On the obsolescence of guidebooks; traveling in Myanmar - Hooke
http://www.theparisreview.org/blog/2015/01/28/confoundingly-picturesque/

======
Uehreka
I went to Myanmar a year and a half ago. Easily the most valuable thing I
brought with me was my iPhone, loaded up with iTravel, a free app that
downloads entire countries worth of Wikivoyage entries for offline viewing
(Although I spent most of my downtime reading Orwell's _Burmese Days_ ).

If you're trying to make a point about the uselessness of paper travel guides
in the modern world, you couldn't pick a better destination than Myanmar.
Since the opening of the borders to foreigners in 2012, the economy and the
state of technology has been advancing at a rapid clip.

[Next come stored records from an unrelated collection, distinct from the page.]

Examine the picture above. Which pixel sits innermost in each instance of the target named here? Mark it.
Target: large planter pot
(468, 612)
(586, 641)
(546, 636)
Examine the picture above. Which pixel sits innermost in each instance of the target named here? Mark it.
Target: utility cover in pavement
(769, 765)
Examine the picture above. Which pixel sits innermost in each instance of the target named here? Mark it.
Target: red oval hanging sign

Even WikiVoyage had a hard time keeping up. There was copy in the Myanmar
article stating that WiFi was not available anywhere, and that the only way of
getting on to the internet was through government sanctioned/monitored
internet cafes. When I arrived (10/2013) there was free WiFi in almost every
hotel I stayed at.

My general advice for anyone going to Myanmar is to spend a couple days
getting blown away by Pagan and then do some hiking and shopping around Inle
Lake. But if you want to know how to get around and where to stay, I feel like
I'd be of little use. The best (or at least most advisable) bus routes and
hotels currently running probably opened in the time since I left.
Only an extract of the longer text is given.